Internship programs are key to getting a more diverse talent pool in the wealth management industry, according to speakers at the University of Akron’s Diversitas symposium, held virtually this week.
Emlen Miles-Mattingly, CEO and founder of Gen Next Wealth, has had a lot of success with BLX, an internship program for aspiring Black and Latinx financial planners he co-founded. Of the 38 individuals that BLX placed at financial planning firms, 20 of them got full-time job offers; the rest either went back to school or interned at firms that didn’t have jobs to offer.
“[Those firms] were ultra-impressed by what they had seen from the people of diverse backgrounds,” he said. “It was an immediate impact into their firms, and it helped every one of them.”
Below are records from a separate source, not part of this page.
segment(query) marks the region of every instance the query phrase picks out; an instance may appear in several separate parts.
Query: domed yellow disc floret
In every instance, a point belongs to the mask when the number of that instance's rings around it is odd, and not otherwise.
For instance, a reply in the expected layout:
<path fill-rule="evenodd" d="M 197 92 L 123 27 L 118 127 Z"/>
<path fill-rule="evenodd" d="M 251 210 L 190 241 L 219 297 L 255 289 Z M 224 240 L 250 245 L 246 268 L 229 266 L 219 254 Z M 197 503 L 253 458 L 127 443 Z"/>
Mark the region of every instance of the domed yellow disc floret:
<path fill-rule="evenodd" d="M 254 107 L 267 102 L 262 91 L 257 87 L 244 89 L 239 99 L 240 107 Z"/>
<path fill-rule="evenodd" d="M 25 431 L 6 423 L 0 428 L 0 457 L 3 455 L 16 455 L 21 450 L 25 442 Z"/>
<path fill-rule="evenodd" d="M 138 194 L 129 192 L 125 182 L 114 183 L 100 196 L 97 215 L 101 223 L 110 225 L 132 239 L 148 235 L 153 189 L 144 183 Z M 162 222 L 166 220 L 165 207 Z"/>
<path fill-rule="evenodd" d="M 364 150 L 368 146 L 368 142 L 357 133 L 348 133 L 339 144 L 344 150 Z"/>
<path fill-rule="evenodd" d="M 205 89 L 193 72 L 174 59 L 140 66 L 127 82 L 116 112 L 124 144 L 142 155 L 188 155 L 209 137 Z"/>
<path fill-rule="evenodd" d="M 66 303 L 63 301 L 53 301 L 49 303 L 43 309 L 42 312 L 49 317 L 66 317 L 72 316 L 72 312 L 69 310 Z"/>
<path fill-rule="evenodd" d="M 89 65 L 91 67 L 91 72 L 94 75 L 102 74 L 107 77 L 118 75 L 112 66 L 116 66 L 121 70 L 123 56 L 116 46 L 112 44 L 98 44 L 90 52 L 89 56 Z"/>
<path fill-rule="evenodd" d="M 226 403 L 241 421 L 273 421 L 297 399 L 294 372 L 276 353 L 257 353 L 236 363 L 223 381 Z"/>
Miles-Mattingly had some encouraging words for young aspiring next gen advisors from diverse backgrounds: “You belong here, and you can make it in this career. Speaking as a person who had to be the only Black person in the room for every job I ever worked at, it’s going to be uncomfortable. It’s going to be different. But understand that if you’re in the room, you deserve to be there.”
He spoke on a panel of wealth management firm executives on how they find interns and what they expect from them. Much of the power, though, lies with the intern, the speakers agreed.
Stacy Serna-Beecher, a senior manager at Charles Schwab, said her firm’s internship program has an 80/20 plan. Eighty percent of the intern’s time is spent on project work, while 20% is spent on development, financial health and learning more about the company.
“The intern should also come in with their expectations of us,” she said. “What do they want to get out of this internship?”
Crystal Cox, a vice president at Wealthspire Advisors, said a good portion of her interns’ daily work involves adding value to client relationships.
“At Wealthspire we really view our internship program as our job to get college students excited to work at Wealthspire,” she said. “They’re not getting coffee; they’re not doing busy work all day long. We really view it as a talent pipeline, and we want our interns to want to work here after they graduate.”
“When you’re a student, you might not think you have this power,” said Kate Healy, a financial services industry executive and NextGen advocate. “But it’s your internship. At the end of the day, it’s your career. Yes, there are going to be expectations from the job, but you’re going into this.”
Healy said she encourages interns to try out different businesses, firms of varying sizes and with different business models.
“The financial planning career is vast. There are many different ways you can do it,” she said. “I always tell folks if you get into one and maybe it’s not exactly what you liked, that doesn’t mean the whole profession is not what you liked.”